CD Projekt Red sells GOG for $25m as the store breaks free from corporate pressure

GOG

CD Projekt Red has officially sold GOG to its co-founder Michał Kiciński in a deal worth $25.26 million, and while the number looks small on paper, the move makes a lot of sense.

GOG has always been a strange fit inside a publicly traded AAA publisher. Running a global PC storefront is expensive, complex, and distracting. By offloading it, CDPR gets quick liquidity and removes a major operational burden. At the time of writing, all signs point to that money going straight back into what the studio does best: big-budget games. The next The Witcher saga and the Cyberpunk 2077 sequel are the clear priorities.

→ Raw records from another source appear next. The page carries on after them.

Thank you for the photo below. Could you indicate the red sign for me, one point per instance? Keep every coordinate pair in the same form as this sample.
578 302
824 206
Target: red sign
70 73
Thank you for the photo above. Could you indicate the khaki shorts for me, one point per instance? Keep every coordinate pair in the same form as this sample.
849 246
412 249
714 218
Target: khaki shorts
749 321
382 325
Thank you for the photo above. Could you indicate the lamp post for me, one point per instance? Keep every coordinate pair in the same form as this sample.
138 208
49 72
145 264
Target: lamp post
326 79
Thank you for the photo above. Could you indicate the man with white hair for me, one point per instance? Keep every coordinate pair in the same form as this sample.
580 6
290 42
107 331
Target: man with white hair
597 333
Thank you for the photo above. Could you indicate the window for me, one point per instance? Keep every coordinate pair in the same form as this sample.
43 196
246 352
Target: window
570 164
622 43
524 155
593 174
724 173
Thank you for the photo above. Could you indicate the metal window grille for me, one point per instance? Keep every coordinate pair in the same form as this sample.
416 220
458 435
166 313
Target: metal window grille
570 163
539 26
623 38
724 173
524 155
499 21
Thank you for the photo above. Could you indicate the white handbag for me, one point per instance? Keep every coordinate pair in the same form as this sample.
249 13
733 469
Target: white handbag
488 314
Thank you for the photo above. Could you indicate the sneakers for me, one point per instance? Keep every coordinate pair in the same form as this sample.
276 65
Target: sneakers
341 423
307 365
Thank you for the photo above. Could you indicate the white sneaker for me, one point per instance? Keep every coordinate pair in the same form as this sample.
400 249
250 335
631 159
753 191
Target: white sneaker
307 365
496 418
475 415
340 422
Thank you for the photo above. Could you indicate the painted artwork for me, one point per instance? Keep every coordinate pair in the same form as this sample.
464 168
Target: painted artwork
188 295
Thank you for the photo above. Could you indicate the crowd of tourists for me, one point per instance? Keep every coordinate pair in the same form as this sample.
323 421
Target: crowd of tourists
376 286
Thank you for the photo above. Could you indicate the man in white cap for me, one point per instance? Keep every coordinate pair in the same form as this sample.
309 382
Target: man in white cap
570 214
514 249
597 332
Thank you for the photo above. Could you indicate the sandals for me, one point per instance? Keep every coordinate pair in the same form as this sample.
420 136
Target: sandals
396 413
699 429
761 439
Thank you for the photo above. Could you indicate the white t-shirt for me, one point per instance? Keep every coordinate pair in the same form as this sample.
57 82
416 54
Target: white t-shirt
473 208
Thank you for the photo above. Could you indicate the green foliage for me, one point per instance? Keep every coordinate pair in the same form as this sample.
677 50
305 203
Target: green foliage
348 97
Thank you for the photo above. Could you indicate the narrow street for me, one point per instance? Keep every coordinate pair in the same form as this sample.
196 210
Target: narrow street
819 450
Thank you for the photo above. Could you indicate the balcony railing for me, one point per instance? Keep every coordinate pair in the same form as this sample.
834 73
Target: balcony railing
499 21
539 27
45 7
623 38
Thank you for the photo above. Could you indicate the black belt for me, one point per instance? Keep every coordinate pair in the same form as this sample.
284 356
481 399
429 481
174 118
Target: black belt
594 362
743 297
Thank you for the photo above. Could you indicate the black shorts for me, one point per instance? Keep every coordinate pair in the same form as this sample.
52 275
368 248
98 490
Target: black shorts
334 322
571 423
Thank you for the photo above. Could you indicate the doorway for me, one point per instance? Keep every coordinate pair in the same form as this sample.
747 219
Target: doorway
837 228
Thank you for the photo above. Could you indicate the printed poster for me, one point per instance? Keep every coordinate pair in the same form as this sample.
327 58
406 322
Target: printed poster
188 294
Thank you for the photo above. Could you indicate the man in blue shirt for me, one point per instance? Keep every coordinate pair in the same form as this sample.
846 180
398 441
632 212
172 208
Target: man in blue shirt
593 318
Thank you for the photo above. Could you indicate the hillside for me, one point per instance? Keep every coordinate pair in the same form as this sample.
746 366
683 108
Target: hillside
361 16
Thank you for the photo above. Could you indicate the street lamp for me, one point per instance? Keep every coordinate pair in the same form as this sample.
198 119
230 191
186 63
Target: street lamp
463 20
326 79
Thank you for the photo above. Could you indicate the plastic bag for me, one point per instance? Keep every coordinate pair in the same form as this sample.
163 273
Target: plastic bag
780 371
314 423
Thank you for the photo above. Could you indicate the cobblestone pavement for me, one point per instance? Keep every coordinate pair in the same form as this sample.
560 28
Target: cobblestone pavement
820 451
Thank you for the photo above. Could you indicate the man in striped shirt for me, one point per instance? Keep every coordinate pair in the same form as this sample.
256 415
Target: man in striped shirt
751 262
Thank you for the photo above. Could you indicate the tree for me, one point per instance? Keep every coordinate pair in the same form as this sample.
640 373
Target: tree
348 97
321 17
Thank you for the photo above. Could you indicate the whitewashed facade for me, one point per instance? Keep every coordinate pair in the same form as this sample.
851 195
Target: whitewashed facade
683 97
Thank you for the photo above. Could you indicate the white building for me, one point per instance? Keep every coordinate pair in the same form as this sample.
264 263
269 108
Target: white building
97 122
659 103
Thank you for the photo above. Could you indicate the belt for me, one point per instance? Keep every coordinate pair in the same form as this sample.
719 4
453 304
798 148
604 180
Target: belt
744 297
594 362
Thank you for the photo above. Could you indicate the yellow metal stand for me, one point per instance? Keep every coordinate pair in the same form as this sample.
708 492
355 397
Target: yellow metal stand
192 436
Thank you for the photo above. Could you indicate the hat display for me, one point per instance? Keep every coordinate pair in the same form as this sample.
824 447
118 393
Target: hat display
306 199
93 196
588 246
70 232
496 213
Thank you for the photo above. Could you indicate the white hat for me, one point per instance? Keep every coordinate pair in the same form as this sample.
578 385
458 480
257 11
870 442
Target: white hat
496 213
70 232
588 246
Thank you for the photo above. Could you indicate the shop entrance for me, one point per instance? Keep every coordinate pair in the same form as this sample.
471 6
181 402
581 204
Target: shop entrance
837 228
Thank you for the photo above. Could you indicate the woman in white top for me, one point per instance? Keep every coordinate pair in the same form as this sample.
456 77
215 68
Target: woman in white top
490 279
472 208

This sale also fits neatly with CDPR’s recent decisions. Dropping REDengine for Unreal Engine 5 showed a desire to stop maintaining heavy tech stacks. Selling GOG follows the same logic. Fewer side projects. More focus on development.

For GOG, the change could be even bigger. Free from shareholder pressure, the store is now leaning back into its original identity. DRM-free games remain the core pitch. Offline installers are staying. The game preservation programme is safe. That matters more than ever as digital ownership keeps shrinking.

In short, this looks like a clean break. CDPR sharpens its focus. GOG gets a second chance to be pro-consumer again. Whether it thrives now comes down to execution.